The power to commit or fine for contempt is essential to the existence of every court. Business cannot be conducted, unless the court can suppress disturbances, and the only means of doing that is by immediate punishment. A breach of the peace in facie curiae is a direct disturbance and a palpable contempt of the authority of the court. It is a case that does not admit of delay, and the court would be without dignity, that did not punish it promptly and without trial. Necessarily there can be no inquiry de novo in another court, as to the truth of the fact. There is no mode provided for conducting such an enquiry. There is no prosecution, no plea, nor issue upon which there can be a trial. Indeed, the person is conclusively fixed with the act, for the record declares it to have been done in court, and the record is entitled to as much faith in that statement, as it is as to any other matter appearing by the record to have been transacted by or before the court.

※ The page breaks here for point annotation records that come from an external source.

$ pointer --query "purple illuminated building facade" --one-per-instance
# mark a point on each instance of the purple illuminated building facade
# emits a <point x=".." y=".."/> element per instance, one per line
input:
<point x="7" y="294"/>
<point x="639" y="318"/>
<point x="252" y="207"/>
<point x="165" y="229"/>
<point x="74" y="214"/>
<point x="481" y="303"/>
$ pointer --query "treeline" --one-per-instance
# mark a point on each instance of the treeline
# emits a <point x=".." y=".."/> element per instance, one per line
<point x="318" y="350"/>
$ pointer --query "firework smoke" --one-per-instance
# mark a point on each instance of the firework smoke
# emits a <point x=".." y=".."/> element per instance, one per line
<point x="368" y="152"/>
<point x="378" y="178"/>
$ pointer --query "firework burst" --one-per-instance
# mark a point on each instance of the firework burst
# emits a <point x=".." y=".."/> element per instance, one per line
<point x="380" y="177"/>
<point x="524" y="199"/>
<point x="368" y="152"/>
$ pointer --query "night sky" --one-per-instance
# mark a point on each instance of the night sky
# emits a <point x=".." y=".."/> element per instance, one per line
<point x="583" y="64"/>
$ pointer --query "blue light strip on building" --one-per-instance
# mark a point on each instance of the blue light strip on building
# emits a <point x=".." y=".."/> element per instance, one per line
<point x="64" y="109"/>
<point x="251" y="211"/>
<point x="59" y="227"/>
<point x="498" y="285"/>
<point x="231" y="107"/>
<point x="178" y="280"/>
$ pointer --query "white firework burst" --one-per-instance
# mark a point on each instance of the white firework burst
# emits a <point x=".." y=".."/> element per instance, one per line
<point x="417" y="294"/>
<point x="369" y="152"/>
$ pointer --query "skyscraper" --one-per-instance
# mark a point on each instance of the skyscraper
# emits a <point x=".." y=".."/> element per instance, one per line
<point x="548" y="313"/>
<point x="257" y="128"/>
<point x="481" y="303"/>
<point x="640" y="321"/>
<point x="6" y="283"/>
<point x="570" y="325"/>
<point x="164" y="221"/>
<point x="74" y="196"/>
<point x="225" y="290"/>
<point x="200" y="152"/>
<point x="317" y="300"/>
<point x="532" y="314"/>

It mates it as certain, judicially speaking, that this person and another fought in the presence of the court, as that the court fined them therefor; and the fact cannot be controverted.
The State v. Yancy. 1 Law. Repos. 119, establishes, that punishment for a contempt, and a conviction on an indictment for the same act, when a crime, are diverso intuitu, and will stand together. Besides, the fine for the contempt was here the first laid, and therefore could not be affected by the subsequent proceeding by indictment.
• Admitting then, that this writ of certiorari would lie in any case of the kind,- it was properly refused in the present; which will be certified accordingly.
Per Curiam, Ordered to be certified accordingly.